Having had traumatic experiences growing up, through processing them as an adult and coming out the other side, RØRY has undoubtedly become the most authentic version of herself, and that absolutely shines in her music and her approach to well-being. “Music has been the only place where I can express emotionally. Now I’m in therapy, I can actually do it in real life, but it’s always been a release.” A performer who embraces herself and all she is, one of the most refreshing things about RØRY is her attitude to accepting yourself. There’s something to be said about being where she is now, that has allowed RØRY to write this record. “I’m older now. I’ve been five years sober have been in really good therapy for quite a few years. I would not have been able to make this EP if I wrote music like I did in my twenties. Without age, experience; therapy; having fucked up a load of things. So really, like, I’m very passionate about talking about that, because I felt for so long the shame [of being older] in the music industry, even when I release God Die Young.”

“[I thought] ‘I’m so old, I’m so embarrassing, no one’s gonna like it; Nobody cares at all [but] people just want truth. And I feel like, I know so many songwriters who have like left artistic careers or think it’s too late for them, who have got unreal stories to tell. And they don’t do it out of like, fear and shame. So I’m so grateful to have feedback, like what you said, that it’s maybe quite an unusual record, or it’s like very true. Because that’s purely because it’s an it’s an old person that’s done some therapy. So it’s a different perspective, it’s coming from the mess and the depth. Rather my twenties was, which was you know, the breakups and the parties and the slightly lighter stuff, that we need to write about too, of course.”

With hard hitting songs that really punctuate that bad things happening to you, or making bad decisions doesn’t make you a bad person, that you can move forward. Realising flaws allows for growth, and the natural steps towards accepting yourself is a wonderful thing that RØRY brings to the world in her songs. It’s that fans really connect to that, from the huge reception she’s had with sold-out shows and massive online response to each single release.

“It makes the pain have a purpose, to be able to connect with people,” she notes, thinking back to the taking her music out into the world, live. “I remember at my first ever show. August last year, at the Camden Assembly. I’d never met my audience, it was really odd experience. And there’s this room full of eighteen to forty year-olds, all with these threads of dyed hair and piercings.
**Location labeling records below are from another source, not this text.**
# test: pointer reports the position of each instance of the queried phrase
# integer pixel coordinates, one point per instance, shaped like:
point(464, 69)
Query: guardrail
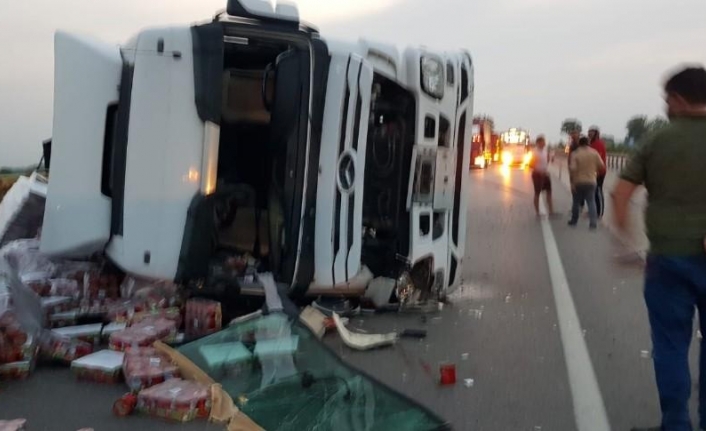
point(617, 161)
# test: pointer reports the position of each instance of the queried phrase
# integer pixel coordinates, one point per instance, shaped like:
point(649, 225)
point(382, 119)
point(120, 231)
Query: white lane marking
point(589, 408)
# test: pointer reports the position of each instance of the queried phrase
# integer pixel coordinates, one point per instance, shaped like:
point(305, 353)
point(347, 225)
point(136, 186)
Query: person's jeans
point(584, 193)
point(674, 288)
point(600, 199)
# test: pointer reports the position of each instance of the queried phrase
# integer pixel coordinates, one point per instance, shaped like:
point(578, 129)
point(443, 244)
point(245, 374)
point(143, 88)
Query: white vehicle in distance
point(331, 163)
point(516, 148)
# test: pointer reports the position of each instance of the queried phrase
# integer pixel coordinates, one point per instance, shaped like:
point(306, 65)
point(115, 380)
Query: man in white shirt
point(540, 174)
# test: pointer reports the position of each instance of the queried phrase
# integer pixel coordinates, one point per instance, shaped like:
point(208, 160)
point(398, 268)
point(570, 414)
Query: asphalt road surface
point(522, 364)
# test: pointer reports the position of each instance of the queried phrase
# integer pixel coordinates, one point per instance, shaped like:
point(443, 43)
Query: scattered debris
point(362, 341)
point(101, 367)
point(145, 367)
point(329, 306)
point(176, 399)
point(476, 313)
point(13, 425)
point(314, 320)
point(380, 291)
point(202, 317)
point(447, 373)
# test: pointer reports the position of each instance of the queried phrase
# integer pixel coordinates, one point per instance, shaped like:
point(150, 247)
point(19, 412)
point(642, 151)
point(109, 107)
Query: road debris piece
point(362, 341)
point(380, 291)
point(447, 374)
point(315, 320)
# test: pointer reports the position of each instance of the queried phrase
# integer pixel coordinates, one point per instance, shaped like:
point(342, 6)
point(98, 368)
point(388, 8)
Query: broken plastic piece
point(414, 333)
point(362, 341)
point(380, 291)
point(447, 374)
point(274, 302)
point(314, 320)
point(13, 425)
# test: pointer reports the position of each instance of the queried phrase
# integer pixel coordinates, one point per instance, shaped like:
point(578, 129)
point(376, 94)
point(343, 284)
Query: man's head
point(541, 142)
point(594, 133)
point(685, 93)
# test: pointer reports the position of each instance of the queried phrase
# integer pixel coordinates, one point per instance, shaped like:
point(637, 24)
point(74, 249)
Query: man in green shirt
point(671, 164)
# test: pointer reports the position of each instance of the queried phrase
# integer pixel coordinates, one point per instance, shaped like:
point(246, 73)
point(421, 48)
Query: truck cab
point(252, 136)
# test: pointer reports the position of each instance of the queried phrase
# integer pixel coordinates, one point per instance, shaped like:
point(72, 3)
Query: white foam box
point(102, 367)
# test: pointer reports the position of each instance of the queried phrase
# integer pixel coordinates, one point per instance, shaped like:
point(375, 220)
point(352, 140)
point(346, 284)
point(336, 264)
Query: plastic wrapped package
point(158, 294)
point(98, 286)
point(144, 367)
point(13, 338)
point(176, 399)
point(19, 370)
point(31, 266)
point(100, 367)
point(143, 334)
point(55, 347)
point(65, 287)
point(173, 314)
point(22, 209)
point(202, 317)
point(89, 333)
point(56, 304)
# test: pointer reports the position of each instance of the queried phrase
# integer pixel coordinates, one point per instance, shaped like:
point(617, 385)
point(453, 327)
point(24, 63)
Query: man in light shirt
point(585, 165)
point(540, 174)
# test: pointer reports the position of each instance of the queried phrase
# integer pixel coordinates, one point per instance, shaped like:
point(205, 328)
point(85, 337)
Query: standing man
point(670, 164)
point(573, 146)
point(540, 174)
point(585, 165)
point(594, 136)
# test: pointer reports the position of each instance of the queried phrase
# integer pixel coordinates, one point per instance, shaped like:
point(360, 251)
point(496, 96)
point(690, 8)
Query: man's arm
point(622, 193)
point(631, 178)
point(600, 164)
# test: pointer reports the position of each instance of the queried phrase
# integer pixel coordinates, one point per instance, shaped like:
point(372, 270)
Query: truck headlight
point(432, 72)
point(507, 158)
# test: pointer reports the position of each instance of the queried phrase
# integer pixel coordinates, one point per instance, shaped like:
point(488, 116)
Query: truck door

I guess we all have traumatic experiences, but it’s so mind blowing to be able to connect with someone who’s nineteen as well as someone who’s forty-four with the same story!”

Showing love and being the change she wants to see in the world, RØRY’s message through her music has breached the chasm of ages, with her fanbase being a place of pure acceptance of each other, and the collective journey people have to feeling better. “A lot of the kind of older listeners of my music, they say ‘oh this this is the music my teenage self needed’. Perhaps that’s why I’m writing it perhaps that’s what my teenage self needed, actually,” RØRY muses. “But then I’ve got teenagers listening and you just think ‘oh, yeah, you get this early, I’m telling you about sobriety in therapy. You don’t have to go and fuck up. You live for fifteen years to have a redemption story, [but these kids can] just walk away from things that might affect them negatively, so I hope I’ve helped now.”

Family Drama is out now via self-release.